The festival took place at East Afton Farm near Freshwater and I also have a copy of "The Evening Standard" from that weekend. There's Joan Baez on the front page:-

And inside the tabloid newspaper there was an aerial photo of the festival site. An estimated 600,000 people were in attendance. Many more than attended the famous Woodstock Festival of the previous year. Can you see me? I am quite near the stage - about seventy people to the right.

Okay. I guess I will keep saving this particular memorabilia but next time I descend to the underhouse I really must find stuff to throw out. As I said before,  I need  to be more ruthless. Like Attila the Hun. I bet he didn't surround himself with junk.

10 June 2021


Two blogposts for the price of one. True Yorkshiremen and women always want value for money. Thus we return to Tuesday's walking territory. Take two. Here are six more pictures with brief commentaries.

Above: Can you see the name of the cobbled path in Broadbottom? It's called Gibble Gabble - surely one of the most unusual names for a path or lane in all of England.

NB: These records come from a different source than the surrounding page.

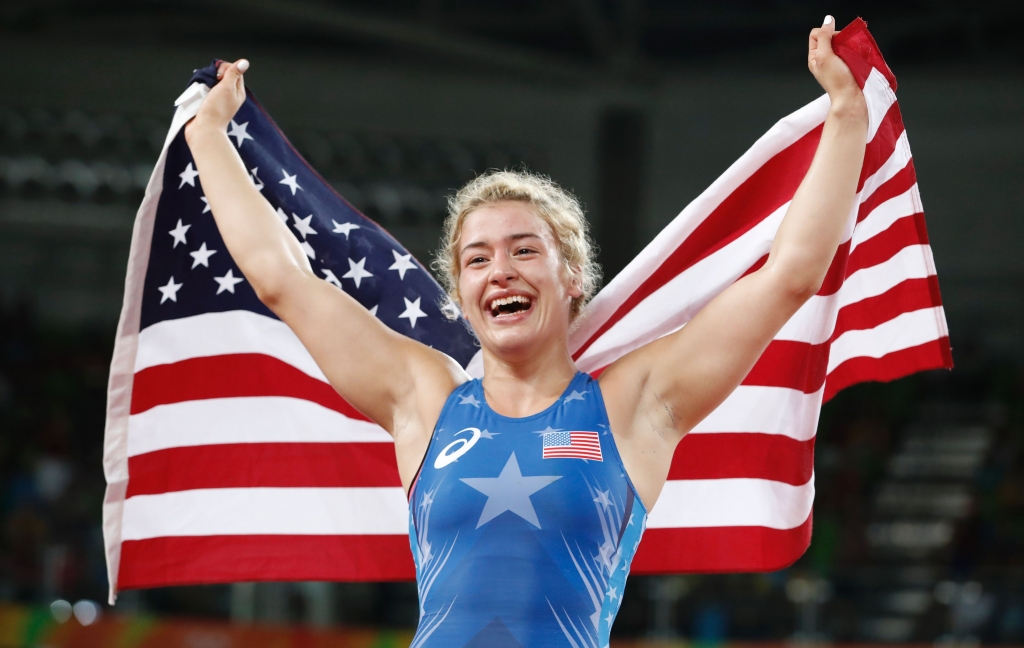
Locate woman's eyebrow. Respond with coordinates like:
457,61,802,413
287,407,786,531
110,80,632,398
459,231,541,254
505,231,541,241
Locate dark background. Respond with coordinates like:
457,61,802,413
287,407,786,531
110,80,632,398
0,0,1024,643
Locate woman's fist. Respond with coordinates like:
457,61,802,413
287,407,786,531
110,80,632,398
807,15,860,101
185,58,249,139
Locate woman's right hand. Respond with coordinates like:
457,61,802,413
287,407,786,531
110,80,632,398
185,58,249,141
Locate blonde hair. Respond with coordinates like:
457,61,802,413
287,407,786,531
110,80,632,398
433,170,601,320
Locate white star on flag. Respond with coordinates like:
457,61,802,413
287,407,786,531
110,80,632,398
398,297,427,329
167,218,191,248
249,167,263,191
565,389,587,402
534,425,562,436
331,218,362,239
227,120,256,148
178,162,199,189
188,242,217,269
213,268,245,295
278,169,302,196
388,250,416,279
157,276,184,304
341,257,374,288
459,452,561,528
292,214,316,239
321,268,341,288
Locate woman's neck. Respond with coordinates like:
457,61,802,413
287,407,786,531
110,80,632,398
482,344,577,418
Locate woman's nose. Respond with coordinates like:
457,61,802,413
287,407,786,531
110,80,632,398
490,254,516,283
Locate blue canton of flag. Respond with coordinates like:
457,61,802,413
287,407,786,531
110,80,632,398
139,63,477,366
542,430,604,462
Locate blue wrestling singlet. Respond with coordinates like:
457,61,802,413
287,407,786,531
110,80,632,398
410,374,647,648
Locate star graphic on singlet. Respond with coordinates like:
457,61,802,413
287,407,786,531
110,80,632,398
460,452,561,528
534,425,562,436
565,389,587,402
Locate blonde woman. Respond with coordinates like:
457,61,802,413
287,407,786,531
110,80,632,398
185,16,867,647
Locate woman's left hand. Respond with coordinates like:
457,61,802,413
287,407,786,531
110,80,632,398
807,15,860,101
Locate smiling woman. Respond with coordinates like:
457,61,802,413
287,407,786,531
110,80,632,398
185,13,867,648
434,171,601,318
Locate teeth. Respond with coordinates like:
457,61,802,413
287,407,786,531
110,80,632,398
490,295,529,310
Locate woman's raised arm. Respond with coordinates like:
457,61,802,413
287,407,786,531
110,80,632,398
185,59,465,462
601,16,867,505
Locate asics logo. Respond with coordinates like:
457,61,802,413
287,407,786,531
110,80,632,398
434,428,480,468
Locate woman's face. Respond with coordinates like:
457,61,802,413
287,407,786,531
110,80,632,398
459,202,582,361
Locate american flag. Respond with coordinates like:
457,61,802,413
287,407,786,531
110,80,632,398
541,430,604,462
569,18,952,573
103,20,951,601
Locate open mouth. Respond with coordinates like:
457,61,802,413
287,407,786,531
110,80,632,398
489,295,534,317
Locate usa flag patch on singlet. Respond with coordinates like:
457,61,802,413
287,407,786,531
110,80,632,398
543,430,604,462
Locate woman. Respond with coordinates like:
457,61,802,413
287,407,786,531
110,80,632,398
185,16,867,646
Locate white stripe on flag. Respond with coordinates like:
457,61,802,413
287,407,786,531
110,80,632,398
775,246,931,344
128,396,391,457
856,131,910,205
690,385,824,441
864,68,896,141
135,310,327,382
569,94,829,346
122,487,409,541
578,203,790,371
828,306,945,373
850,184,921,254
647,475,814,529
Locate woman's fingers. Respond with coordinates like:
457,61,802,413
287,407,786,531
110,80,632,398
217,58,249,81
814,15,836,63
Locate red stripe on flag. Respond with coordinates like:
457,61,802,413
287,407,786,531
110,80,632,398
118,535,416,590
829,274,942,337
846,214,928,276
831,18,896,92
573,125,821,358
742,340,828,394
857,101,904,192
125,443,401,498
131,353,369,421
630,515,811,574
669,432,814,486
824,337,953,401
857,160,918,223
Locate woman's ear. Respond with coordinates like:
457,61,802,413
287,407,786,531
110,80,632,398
568,265,583,299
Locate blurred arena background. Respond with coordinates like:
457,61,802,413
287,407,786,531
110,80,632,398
0,0,1024,648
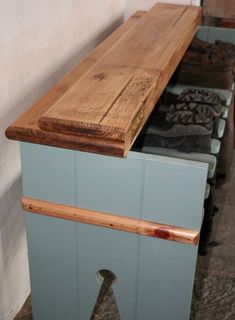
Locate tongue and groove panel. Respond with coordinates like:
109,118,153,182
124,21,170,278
38,4,200,156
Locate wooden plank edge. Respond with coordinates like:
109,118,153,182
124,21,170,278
22,197,199,245
5,125,126,157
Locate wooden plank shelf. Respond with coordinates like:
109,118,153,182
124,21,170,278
6,4,201,157
22,197,199,245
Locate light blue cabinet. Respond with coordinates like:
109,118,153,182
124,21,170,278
21,143,208,320
18,24,234,320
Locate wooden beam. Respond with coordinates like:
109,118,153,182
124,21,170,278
6,11,145,156
39,3,201,156
22,197,199,245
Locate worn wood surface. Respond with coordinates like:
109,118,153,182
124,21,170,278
203,0,235,19
6,11,145,155
6,4,200,156
22,197,199,245
39,4,200,155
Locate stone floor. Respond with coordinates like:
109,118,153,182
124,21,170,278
15,157,235,320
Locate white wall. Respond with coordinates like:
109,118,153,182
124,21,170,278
0,0,124,320
125,0,201,18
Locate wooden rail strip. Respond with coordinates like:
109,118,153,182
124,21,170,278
22,197,199,245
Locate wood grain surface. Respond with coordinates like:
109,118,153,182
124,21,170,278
22,197,199,245
6,4,201,157
39,4,200,155
6,11,145,156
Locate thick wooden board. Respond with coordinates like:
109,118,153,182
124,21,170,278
6,11,145,156
203,0,235,19
39,4,201,156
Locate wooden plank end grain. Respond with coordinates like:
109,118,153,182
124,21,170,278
22,197,199,245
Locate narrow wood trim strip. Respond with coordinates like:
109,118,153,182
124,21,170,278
22,197,199,245
22,197,199,245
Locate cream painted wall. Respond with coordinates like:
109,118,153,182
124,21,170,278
125,0,201,19
0,0,125,320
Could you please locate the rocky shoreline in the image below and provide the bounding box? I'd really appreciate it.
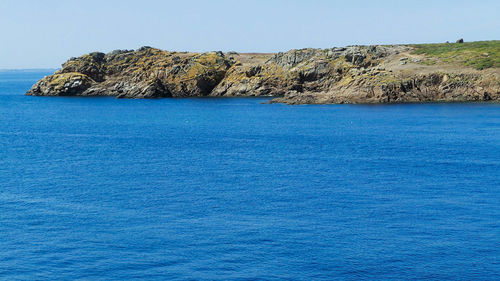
[26,45,500,104]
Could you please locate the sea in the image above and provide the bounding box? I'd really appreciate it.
[0,70,500,280]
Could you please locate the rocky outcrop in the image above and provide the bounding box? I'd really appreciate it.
[27,45,500,104]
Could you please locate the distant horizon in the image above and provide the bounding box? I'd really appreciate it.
[0,0,500,69]
[0,38,500,72]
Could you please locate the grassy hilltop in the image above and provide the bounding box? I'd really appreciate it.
[412,40,500,70]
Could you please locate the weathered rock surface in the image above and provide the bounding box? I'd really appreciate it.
[27,45,500,104]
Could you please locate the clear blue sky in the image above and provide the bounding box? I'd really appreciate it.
[0,0,500,69]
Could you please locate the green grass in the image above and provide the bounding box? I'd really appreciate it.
[412,40,500,69]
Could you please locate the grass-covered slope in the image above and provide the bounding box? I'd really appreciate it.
[413,40,500,70]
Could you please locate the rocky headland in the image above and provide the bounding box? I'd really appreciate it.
[26,41,500,104]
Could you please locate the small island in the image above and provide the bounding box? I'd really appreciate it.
[26,40,500,104]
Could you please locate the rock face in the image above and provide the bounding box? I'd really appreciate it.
[27,45,500,104]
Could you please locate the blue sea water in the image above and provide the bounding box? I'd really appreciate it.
[0,71,500,280]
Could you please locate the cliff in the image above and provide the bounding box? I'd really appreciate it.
[26,41,500,104]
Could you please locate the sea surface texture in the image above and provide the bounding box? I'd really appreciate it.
[0,71,500,280]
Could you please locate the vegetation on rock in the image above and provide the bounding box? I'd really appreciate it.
[27,41,500,104]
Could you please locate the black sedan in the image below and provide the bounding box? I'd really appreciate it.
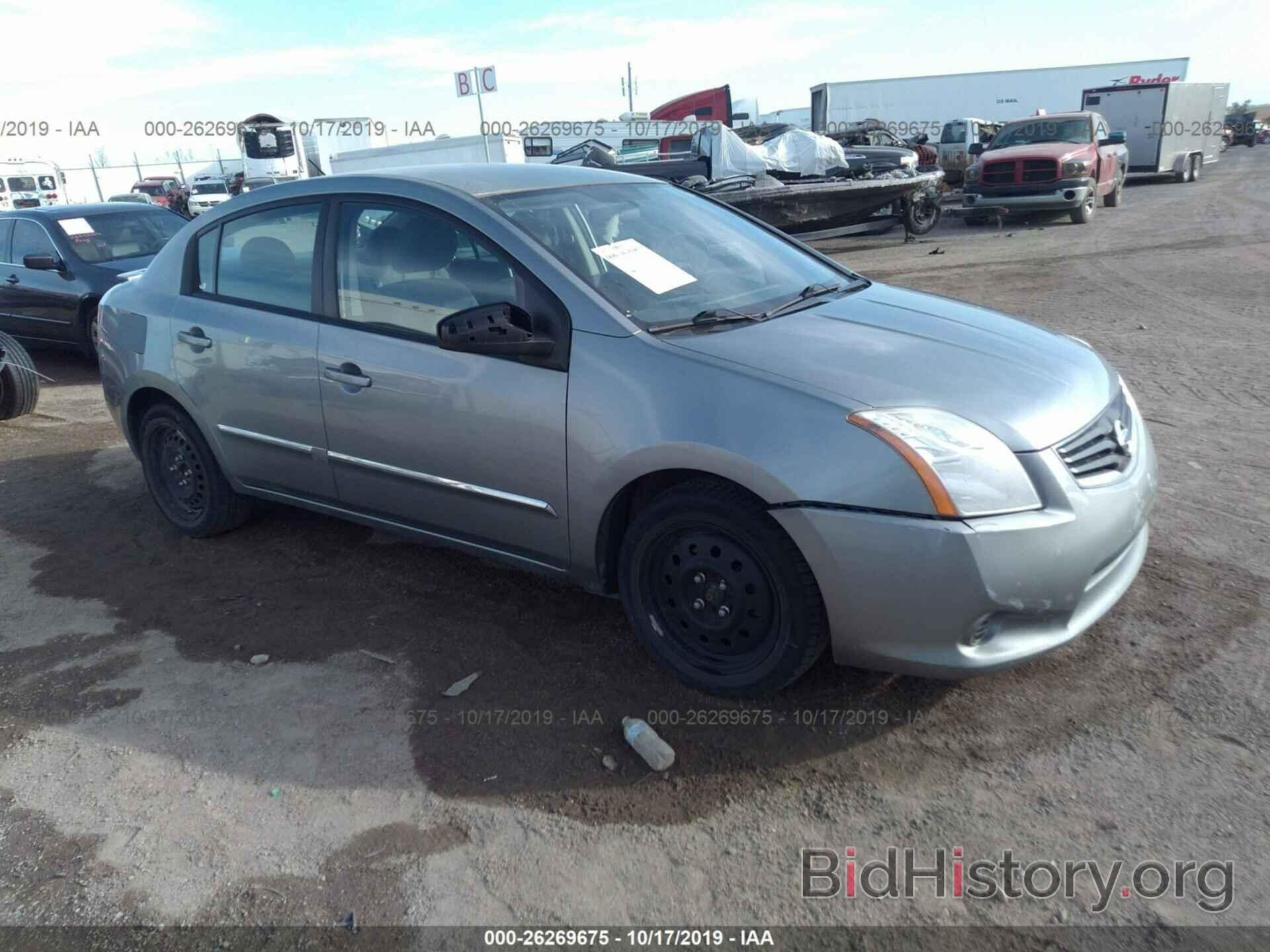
[0,203,185,357]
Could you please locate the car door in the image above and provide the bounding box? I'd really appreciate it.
[0,218,79,340]
[319,198,569,567]
[179,198,335,500]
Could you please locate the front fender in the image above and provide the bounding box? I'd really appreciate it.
[568,334,935,584]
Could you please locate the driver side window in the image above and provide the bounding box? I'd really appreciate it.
[335,203,529,338]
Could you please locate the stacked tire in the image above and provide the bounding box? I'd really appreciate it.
[0,331,40,420]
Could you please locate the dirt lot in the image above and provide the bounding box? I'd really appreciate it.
[0,149,1270,948]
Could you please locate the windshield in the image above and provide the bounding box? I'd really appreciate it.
[990,116,1093,149]
[57,208,185,264]
[487,182,860,327]
[940,122,965,146]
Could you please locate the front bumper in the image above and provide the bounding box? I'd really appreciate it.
[961,179,1093,214]
[772,416,1158,678]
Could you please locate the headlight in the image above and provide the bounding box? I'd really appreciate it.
[847,406,1040,518]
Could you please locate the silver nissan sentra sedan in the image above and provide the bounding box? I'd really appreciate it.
[101,165,1157,695]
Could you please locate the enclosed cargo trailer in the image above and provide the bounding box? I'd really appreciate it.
[1081,83,1230,182]
[812,57,1190,134]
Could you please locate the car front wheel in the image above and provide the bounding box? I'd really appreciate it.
[1072,188,1099,225]
[618,479,829,697]
[138,404,251,538]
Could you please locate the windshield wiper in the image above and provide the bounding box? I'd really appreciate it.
[648,283,858,334]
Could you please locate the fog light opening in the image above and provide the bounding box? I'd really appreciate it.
[966,614,997,647]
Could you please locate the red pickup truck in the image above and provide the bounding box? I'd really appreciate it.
[961,112,1129,225]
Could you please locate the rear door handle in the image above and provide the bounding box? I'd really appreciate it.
[321,363,371,387]
[177,327,212,348]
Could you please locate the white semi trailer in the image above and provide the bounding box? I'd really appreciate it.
[812,57,1190,135]
[330,136,525,174]
[1081,83,1230,182]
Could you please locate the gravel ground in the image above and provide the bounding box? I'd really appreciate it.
[0,149,1270,948]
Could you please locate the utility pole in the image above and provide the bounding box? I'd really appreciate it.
[472,66,489,164]
[622,61,635,112]
[87,155,105,202]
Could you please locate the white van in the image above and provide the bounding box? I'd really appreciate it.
[940,118,1001,185]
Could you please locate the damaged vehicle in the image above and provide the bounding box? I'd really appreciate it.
[961,112,1129,225]
[101,164,1156,697]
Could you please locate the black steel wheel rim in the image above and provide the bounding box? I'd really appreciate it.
[643,524,780,675]
[150,424,207,522]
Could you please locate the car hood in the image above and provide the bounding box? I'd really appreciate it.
[663,284,1118,452]
[93,255,155,277]
[979,142,1091,163]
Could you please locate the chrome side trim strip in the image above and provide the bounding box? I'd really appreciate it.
[326,450,559,519]
[246,484,568,574]
[216,422,314,453]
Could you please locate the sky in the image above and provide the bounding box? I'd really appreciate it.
[0,0,1270,178]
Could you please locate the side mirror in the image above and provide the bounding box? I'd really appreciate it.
[22,255,66,272]
[437,301,555,357]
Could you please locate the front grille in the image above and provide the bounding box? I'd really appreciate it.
[982,161,1015,185]
[1058,391,1134,483]
[1024,159,1058,182]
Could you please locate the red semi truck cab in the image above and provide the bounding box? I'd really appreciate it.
[648,85,732,157]
[961,112,1129,223]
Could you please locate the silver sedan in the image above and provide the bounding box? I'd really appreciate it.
[101,165,1157,695]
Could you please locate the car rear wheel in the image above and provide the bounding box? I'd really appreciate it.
[138,404,251,538]
[1072,188,1099,225]
[0,331,40,420]
[618,479,829,697]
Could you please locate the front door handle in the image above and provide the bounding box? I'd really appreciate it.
[177,327,212,349]
[321,363,371,387]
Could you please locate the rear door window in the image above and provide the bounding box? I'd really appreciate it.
[216,204,321,311]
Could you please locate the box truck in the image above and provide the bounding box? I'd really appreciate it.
[330,136,525,174]
[1081,83,1230,182]
[812,57,1190,134]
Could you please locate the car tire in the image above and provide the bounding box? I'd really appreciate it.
[137,403,251,538]
[1103,175,1124,208]
[617,479,829,697]
[84,306,102,360]
[1071,189,1099,225]
[0,331,40,420]
[904,196,944,235]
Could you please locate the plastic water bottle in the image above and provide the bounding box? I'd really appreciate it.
[622,717,675,770]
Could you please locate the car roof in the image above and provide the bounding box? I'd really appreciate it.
[1009,109,1093,122]
[351,163,652,197]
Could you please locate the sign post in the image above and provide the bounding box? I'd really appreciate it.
[454,66,498,163]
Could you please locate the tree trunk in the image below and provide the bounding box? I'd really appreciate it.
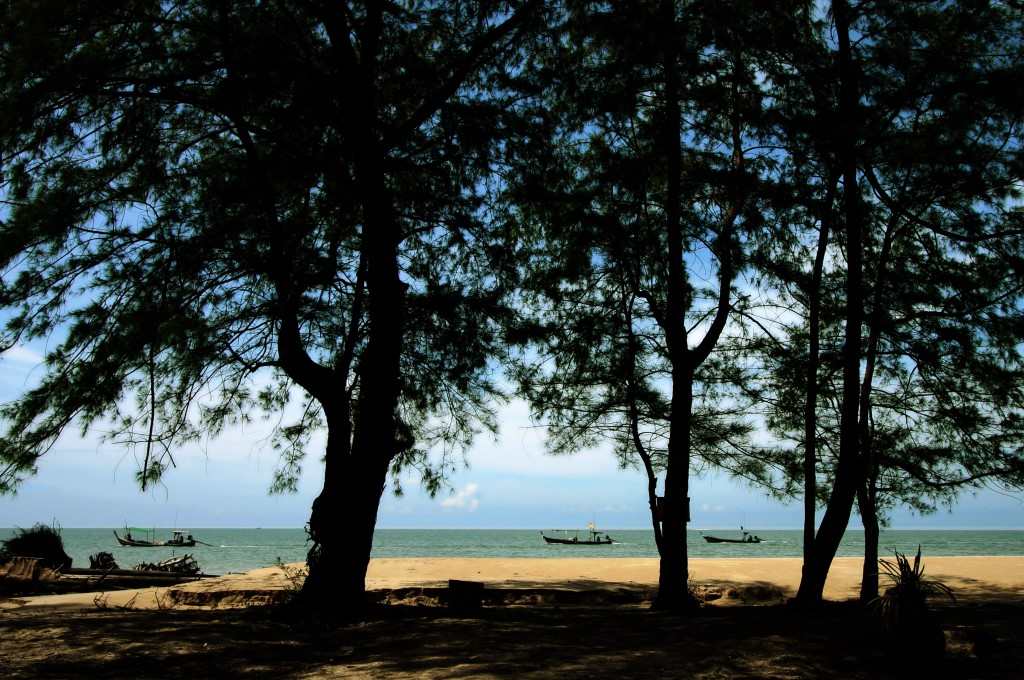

Below: The site of a Roman fort known as either Melandra Castle or Ardotalia. Its initial construction commenced in 78AD and the strategically important fort remained in  use for a further hundred years protecting the Pennine track that leads east to The Hope Valley.

Above: Nineteenth century dye vats near the River Etherow - associated with the booming cotton industry and the great cotton mill at Broadbottom  - later demolished. In its heyday it employed up to 1500 workers.

Below: On Hague Road near Pear Tree Farm. It was like emerging from a tunnel into the light as I pressed on to Melandra Castle near the social housing estate at Gamesley.

Above: A secret door by the cobbled lane that leads up to Mottram's parish church. The stone plaque above the door bears the date - 1769.

Below: Just after I crossed the  railway west of Broadbottom, I spotted this bench as I headed down to Hodgefold. Arresting me, it seemed simply beautiful, caught as it was  in that glorious June sunshine in the middle of  The North of England. Who would not want to sit there for a while, contemplating this curious life?